2. Jalur Vokasional (jalur kanan)
Jalur Vokasional adalah jalur pendidikan yang bisa ditempuh oleh pelajar yang memiliki keterampilan khusus mulai dari tingkat sekolah dasar sampai dengan tingkat doktor.
3. Jalur Combine (jalur tengah)
Jalur Combine adalah jalur pendidikan yang bisa ditempuh oleh pelajar yang selain pintar dalam pendidikan akademik juga memiliki keterampilan khusus. Misalnya selain belajar di kelas IPA pelajar tersebut juga mengikuti kelas sepak bola (pelajar atlet).
Dengan pendidikan yang terprogram baik maka akan melahirkan manusia-manusia yang mempunyai cara-cara hidup dan cara berfikir yang baik, itu sangat diyakini oleh pimpinan sekaligus pencetus system pendidikan satu pipa yang dilaksakan di Mahad Alzaytun. Bahkan dalam pelaksanaannya diatur sedemikian rupa sehingga anak-anak dari tingkat dasar yang membutuhkan perhatian orang tuanya, diperbolehkan dijaga diasramanya oleh orangtuanya masing-masing atau menitipkannya kepada pengasuh yang memberikan segala kebutuhan yang diperlukan sehari-hari selama berada di asrama. Untuk mereka, proses pembelajaran dicukupkan dari hari Senin sampai dengan hari Jumat, setelah sholat Jumat mereka diperbolehkan libur dirumah atau tinggal diasrama tempat mereka bermukim. Dengan dibebaskan keluar masuk areal kampus, dengan syarat harus membuat perijinan keluar masuk dengan waktu yang telah ditentukan menggunakan Buku Ijin Tinggal (BIT) yang harus dimiliki oleh seluruh civitas kampus termasuk pelajar dari tingkat dasar sampai perguruan tinggi.

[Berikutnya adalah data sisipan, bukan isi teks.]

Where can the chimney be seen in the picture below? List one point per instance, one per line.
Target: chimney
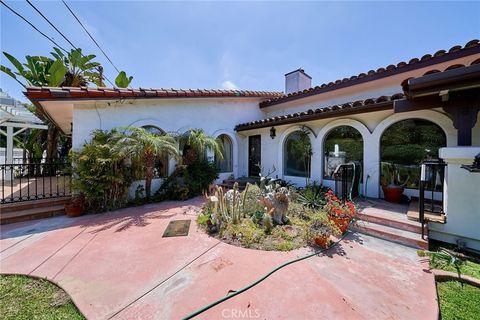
(297, 80)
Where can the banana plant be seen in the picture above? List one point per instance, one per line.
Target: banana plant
(122, 80)
(36, 71)
(80, 68)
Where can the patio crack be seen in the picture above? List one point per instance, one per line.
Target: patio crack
(74, 256)
(16, 243)
(163, 281)
(56, 251)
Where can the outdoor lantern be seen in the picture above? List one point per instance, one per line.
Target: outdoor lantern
(423, 172)
(475, 167)
(273, 133)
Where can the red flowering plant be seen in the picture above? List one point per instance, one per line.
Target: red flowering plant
(339, 213)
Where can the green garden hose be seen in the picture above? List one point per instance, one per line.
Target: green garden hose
(251, 285)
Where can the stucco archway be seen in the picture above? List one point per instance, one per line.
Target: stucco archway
(234, 141)
(436, 117)
(280, 154)
(323, 133)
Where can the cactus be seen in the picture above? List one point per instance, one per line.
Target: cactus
(267, 222)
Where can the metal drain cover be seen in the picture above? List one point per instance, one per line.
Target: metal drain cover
(177, 228)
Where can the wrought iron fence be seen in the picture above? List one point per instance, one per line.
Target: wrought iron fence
(35, 180)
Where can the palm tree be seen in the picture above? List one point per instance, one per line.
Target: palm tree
(195, 144)
(143, 145)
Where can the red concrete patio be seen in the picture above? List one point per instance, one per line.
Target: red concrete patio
(118, 266)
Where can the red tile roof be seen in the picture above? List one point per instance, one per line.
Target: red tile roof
(472, 47)
(73, 93)
(360, 106)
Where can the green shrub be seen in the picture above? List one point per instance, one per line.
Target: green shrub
(100, 174)
(313, 196)
(251, 204)
(188, 181)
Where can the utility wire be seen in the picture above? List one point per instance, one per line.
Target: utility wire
(31, 25)
(50, 23)
(43, 34)
(91, 37)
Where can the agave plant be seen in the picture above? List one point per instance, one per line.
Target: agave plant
(313, 196)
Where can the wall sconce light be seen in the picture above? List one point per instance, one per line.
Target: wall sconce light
(273, 133)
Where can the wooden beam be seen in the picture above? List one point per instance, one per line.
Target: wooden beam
(24, 125)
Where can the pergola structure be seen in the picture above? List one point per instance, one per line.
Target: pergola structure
(16, 119)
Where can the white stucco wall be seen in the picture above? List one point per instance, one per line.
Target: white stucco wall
(371, 89)
(462, 194)
(215, 116)
(370, 125)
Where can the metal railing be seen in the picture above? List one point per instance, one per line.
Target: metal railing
(432, 178)
(343, 182)
(35, 180)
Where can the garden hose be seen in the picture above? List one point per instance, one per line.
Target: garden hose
(232, 294)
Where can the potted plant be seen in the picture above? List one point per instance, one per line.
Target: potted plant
(319, 233)
(391, 185)
(338, 213)
(76, 207)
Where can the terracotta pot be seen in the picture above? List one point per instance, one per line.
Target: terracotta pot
(341, 223)
(74, 208)
(322, 241)
(393, 193)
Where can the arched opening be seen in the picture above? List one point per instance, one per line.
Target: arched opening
(161, 161)
(225, 164)
(297, 154)
(342, 145)
(403, 146)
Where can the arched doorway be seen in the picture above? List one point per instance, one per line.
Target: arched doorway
(161, 161)
(297, 153)
(226, 164)
(341, 145)
(403, 146)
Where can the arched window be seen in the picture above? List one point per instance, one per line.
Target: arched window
(297, 155)
(225, 164)
(404, 145)
(342, 145)
(161, 161)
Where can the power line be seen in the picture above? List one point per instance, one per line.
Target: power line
(91, 37)
(50, 23)
(43, 34)
(65, 37)
(31, 25)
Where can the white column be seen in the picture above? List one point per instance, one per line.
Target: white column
(371, 166)
(317, 160)
(9, 153)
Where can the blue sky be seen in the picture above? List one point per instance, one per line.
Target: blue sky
(244, 45)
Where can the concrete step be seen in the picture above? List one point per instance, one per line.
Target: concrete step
(414, 215)
(390, 220)
(31, 204)
(407, 238)
(32, 214)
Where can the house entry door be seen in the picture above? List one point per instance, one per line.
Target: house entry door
(254, 155)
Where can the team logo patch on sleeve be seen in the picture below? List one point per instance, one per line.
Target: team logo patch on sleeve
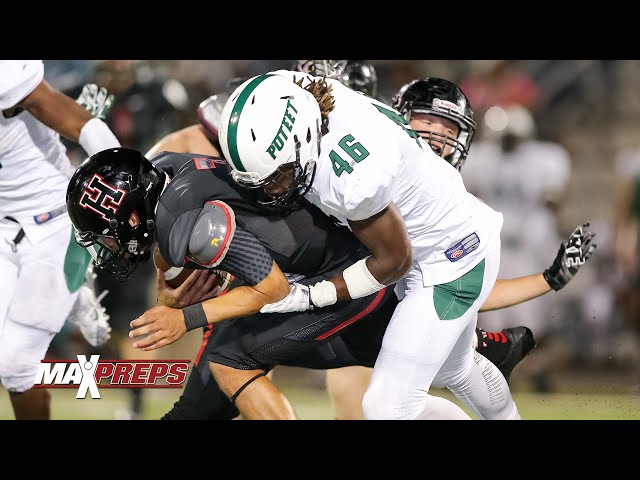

Pendidikan terpadu dalam satu pipa juga dimaksudkan untuk menghasilkan putra-putri bangsa yang sanggup menguasai sains dan tekhnologi dengan segala perkembangannya. Dan yang paling inti, sebagai warga bangsa, putra-putri bangsan Indonesia keluaran Al-Zaytun ini mampu menciptakan kestabilan dan keselamatan negara. Dan terakhir, sangggup hidup dalam tatanan antar bangsa di sebuah tata peradaban yang sempurna. “Nah, itu cita-citanya. Jadi tidak terlalu jauh. Kalau dalam bahasa Al-Qur’an-nya disebut dengan basthotan fil ‘ilmi wal jismi,” jelas Syaykh AS Panji Gumilang.
Dengan system ini Alzaytun diharapkan bisa mempersiapkan manusia yang menjadi dirinya sendiri di masa depan, dengan memiliki sejumlah persiapan yakni cerdas berpikir menyangkut intelektual, emosional dan spiritual, punya bajik dan bijak yaitu bisa memosisikan dirinya pada kondisi apapun, menguasai sains teknologi, cinta negara yang bertanggung jawab dan mampu hidup dengan bangsa-bangsa lain.
Bekal yang diberikan kepada setiap siswa dan mahasiswa Al-Zaytun didesain untuk memampukan mereka berinovasi pada saatnya. Maka mereka akan memiliki self-esteem yang tinggi, sebab hal itu sudah merupakan cita-cita pendidikan internasional seluruh bangsa di dunia. Persamaan ini pulalah yang bisa memberikan sumbangan besar kepada dunia, sehingga semua arus utama dan seluruh warga dunia dapat bertemu pada suatu saat nanti. Al-Zaytun tak sekedar mengubah kesan kumuh lembaga pendidikan pesantren menjadi modern. Akan tetapi Al-Zaytun mengubahkan paradigma dan wawasan lembaga pendidikan baru Indonesia menjadi berskala dunia, dan di-setting dengan berdimensi global.